There are about a thousand species of bamboo, subdivided into different genera, and not all of these will grow in the climate of the UK.
The first that were introduced came into the country in the late 19th century, and were a rampant species from lowland China, which were very popular in Victorian gardens, where they often roamed freely and created large groves.
For those of us that don’t have acres of garden, a smaller, shrubbier version such as those that come from the cold, mountainous regions of Chile and the Himalayas are ideal.
Bamboo can be divided into clump forming and running plants.
- Clump forming bamboos spread slowly, because the root mass expands slowly, and they work very well as big specimen plants, or to plant in a mixed border. Clump forming bamboo tends to grow about 1-2 feet (30-60com) taller each year.
- Running bamboo spreads by rhizomes underground, which helps them spread fast and aggressively if they are not contained. Running bamboo makes an excellent hedge or screen, as long as you contain the roots to the areas you want to cover. Running varieties grow 3-5 feet (90cm-1.5m) taller each year.
You can plant bamboo all year round, though if you have a very cold, exposed garden you should plant them in a warmer season so they have a chance to harden off before the first winter. Planting in spring is ideal, as the bamboo gets a chance to establish itself and grow strong rhizomes.

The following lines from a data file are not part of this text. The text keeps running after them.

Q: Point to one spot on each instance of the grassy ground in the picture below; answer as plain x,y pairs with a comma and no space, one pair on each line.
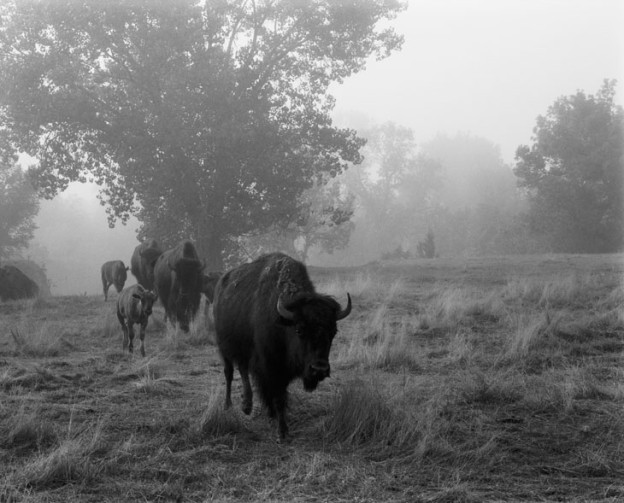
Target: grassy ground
474,380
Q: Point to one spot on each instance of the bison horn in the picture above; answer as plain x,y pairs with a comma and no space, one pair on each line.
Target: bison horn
283,312
343,313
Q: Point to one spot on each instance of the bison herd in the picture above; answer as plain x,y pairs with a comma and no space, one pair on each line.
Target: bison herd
269,320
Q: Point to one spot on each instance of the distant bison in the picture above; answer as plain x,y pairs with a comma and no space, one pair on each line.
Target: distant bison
114,272
269,320
134,306
142,262
14,284
209,282
178,281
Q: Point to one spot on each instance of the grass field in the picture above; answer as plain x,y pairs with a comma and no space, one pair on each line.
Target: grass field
471,380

Most of the running type of bamboo prefer a good 5 hours of sunlight per day, while the clump forming types prefer light to moderate shade. Some types of bamboo are very hardy and originate from areas of the world where temperatures drop as low as -25 to -30 degrees, but it rarely if ever gets this cold in the UK!

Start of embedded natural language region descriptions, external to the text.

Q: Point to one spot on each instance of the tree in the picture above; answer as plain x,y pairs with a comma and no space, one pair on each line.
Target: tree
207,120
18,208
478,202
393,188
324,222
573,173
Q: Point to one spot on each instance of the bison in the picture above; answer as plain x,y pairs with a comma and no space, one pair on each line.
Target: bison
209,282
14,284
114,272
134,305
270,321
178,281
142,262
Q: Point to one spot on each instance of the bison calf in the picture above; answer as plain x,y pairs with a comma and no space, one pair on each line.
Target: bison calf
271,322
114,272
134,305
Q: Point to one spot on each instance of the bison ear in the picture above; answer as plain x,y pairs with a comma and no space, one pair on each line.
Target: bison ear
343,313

Other types of bamboo come from hot countries like Africa, Australia and tropical Asia, and need to be protected from cold and drying winds.
Bamboo is not a fussy plant whichever species it is, and will tolerate most soil types, but they generally prefer well drained, moderately acidic and well drained loamy soil.

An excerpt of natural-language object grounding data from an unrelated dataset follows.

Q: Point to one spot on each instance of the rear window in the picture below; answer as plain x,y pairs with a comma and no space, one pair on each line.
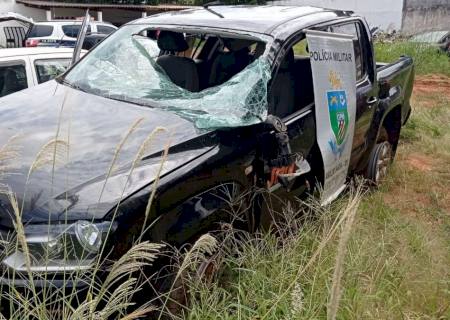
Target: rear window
40,31
49,69
13,77
105,29
72,30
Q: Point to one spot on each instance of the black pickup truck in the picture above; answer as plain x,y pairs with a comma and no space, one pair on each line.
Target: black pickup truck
211,103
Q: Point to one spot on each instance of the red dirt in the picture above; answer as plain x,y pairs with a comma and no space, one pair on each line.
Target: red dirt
432,85
420,162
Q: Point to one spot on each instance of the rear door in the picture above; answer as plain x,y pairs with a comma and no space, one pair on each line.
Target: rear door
366,88
46,67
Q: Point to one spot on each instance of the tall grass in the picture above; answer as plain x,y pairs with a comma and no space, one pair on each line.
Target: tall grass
427,59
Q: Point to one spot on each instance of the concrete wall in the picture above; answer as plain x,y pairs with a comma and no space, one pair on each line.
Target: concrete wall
114,16
385,14
12,6
423,15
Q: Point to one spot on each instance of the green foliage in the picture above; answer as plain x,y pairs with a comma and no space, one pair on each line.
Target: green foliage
427,59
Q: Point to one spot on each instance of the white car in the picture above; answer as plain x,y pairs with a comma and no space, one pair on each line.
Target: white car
63,33
21,68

They need to be kept well watered during the growing season, but they do not like to get their feet too wet, so you should not need to water additionally in winter. If your soil is the heavy clay type then you will need to add grit or sand to help drainage and keep your bamboo happy.
You can plant your bamboo quite close together; in fact if you need an instant screen you can plant them just about back to back. Mature plants should be spaced about a metre apart, and you will just have to wait a little longer for them to fill in the gaps.
To plant a mature plant, dig a hole about twice the width and depth of the root ball, and dig in some compost or manure to provide the plant with nutrients. You should soak the root ball in water before planting, to give it a good drink, and to loosen a root ball that is too tight.
Place the plant a little lower than the rim of the hole, then pack the soil back around the plant. Water it in thoroughly to eliminate air pockets, then mulch with compost, manure, leaf mould or hay to aid water retention, and keep it warm.
Water and Feed
As the plant becomes established it will require watering frequently – 3-4 times a week during hot weather, and twice a week in milder temperatures. You can feed your bamboo with a general purpose plant feed to strengthen it further; just apply once in early spring and again in the summer, the two main growth seasons of bamboo.
If you need to prune your bamboo you can do it without fear of damaging the plant; just make sure you cut just above a node so that new shoots will spring up and you won’t be left with an unsightly dead end.
Any dead or damaged, spindly canes should be pruned right back to the ground. You can show off the beauty of your bamboo canes by removing some of the foliage from the bottom of the canes; either snap the branches off with a swift downward motion or trim them with secateurs.
Bamboo are strong healthy plants, but they are susceptible to a couple of diseases – the Bamboo Mosaic Virus can cause discolouration of the leaves and a die back at the top of the plant. There is no way to cure this, though you can slow the progression through your entire crop with some hard pruning.
Fungal diseases of the roots can also affect bamboo; watering them well but not too well is the key.
Do not allow your plants to become waterlogged, and water them at the roots rather than over the stems and leaves. These plants are evergreen, though they do renew their leaves and you can expect to see considerable yellowing of leaves and some leaf drop – the clump forming varieties are particularly prone to this.
Bamboo is a great plant; easy to grow, maintain and care for, and rewarding in its growth. You can use it as a functional plant, or as a beautiful addition to an ornamental garden. Whichever way you choose to grow it you will be pleased with the effect!